The Man Who Sold the Apocalypse

Was Christian doomsday writer Hal Lindsey just a hustler?

Jonathan Poletti
I blog God.
Published in
9 min readJun 27, 2021


In 1971 he published a book that said a spiritual event called “the Rapture” would happen soon. Christians would be lifted up to Heaven, as everyone left behind would suffer.
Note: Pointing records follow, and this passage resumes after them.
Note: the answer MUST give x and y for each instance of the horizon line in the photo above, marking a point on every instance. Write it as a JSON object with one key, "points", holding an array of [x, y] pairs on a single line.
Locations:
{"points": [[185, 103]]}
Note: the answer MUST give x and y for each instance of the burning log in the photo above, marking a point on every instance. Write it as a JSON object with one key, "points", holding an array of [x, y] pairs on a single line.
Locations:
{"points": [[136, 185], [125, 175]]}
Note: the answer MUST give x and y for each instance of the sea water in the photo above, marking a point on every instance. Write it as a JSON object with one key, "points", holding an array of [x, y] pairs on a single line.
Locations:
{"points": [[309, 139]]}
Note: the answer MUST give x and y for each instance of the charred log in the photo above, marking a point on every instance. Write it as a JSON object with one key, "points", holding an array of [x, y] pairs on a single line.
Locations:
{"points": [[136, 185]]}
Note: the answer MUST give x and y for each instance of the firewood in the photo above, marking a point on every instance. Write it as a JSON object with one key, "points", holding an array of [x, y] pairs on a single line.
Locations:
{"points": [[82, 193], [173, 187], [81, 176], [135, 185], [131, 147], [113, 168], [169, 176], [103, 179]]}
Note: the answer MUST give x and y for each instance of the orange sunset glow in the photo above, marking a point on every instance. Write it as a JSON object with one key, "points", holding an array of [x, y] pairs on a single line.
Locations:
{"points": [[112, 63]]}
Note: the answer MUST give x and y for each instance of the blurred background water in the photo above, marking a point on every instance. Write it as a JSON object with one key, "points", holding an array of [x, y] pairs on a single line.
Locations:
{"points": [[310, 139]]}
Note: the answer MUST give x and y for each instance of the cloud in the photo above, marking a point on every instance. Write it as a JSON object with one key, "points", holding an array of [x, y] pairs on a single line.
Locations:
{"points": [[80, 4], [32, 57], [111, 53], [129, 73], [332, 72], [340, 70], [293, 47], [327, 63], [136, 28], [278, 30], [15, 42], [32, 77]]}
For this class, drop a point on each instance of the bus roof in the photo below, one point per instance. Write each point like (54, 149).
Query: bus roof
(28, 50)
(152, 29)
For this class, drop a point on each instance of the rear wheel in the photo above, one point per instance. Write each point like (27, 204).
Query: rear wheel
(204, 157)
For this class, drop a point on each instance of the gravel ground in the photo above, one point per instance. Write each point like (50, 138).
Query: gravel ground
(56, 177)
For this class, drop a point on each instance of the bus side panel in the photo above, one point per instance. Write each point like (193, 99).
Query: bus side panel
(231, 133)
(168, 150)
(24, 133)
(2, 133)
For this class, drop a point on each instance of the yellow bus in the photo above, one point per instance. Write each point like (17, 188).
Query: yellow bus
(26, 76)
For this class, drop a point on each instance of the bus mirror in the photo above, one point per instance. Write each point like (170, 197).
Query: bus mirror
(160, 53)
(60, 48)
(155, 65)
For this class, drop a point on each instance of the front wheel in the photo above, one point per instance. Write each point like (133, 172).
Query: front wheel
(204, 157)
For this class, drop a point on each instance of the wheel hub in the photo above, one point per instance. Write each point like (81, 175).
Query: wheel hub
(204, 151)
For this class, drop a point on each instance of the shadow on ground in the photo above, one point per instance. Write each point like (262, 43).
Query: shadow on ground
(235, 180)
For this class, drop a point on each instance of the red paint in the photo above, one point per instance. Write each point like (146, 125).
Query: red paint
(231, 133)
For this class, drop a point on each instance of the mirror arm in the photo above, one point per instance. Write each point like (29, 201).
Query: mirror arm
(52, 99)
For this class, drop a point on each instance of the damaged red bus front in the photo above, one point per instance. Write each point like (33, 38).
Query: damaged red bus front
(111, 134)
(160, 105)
Hal Lindsey has been one of the more successful writers in history, and one of the most recognized names in America’s largest religion. I’m looking over his life. Married four times. In 1977, Publisher’s Weekly finds him driving around L.A. in his Mercedes Benz. They report:

“Lindsey maintains a suite of offices in a posh Santa Monica high-rise for the personal management firm that sinks his royalties into long-term real estate investments.”

Let’s meet Hal Lindsey.

Hal Lindsey, from “The Late Great Planet Earth” movie (1979)

He was born in Houston on November 23, 1929.

Over the years he gives a ‘testimony’ of his faith with some biographical information. His parents weren’t really Christian, he explains, but he wanted to be! As a teenager he got baptized — three times. He kept sliding back into ‘sin’. After his third baptism, he dropped into it completely.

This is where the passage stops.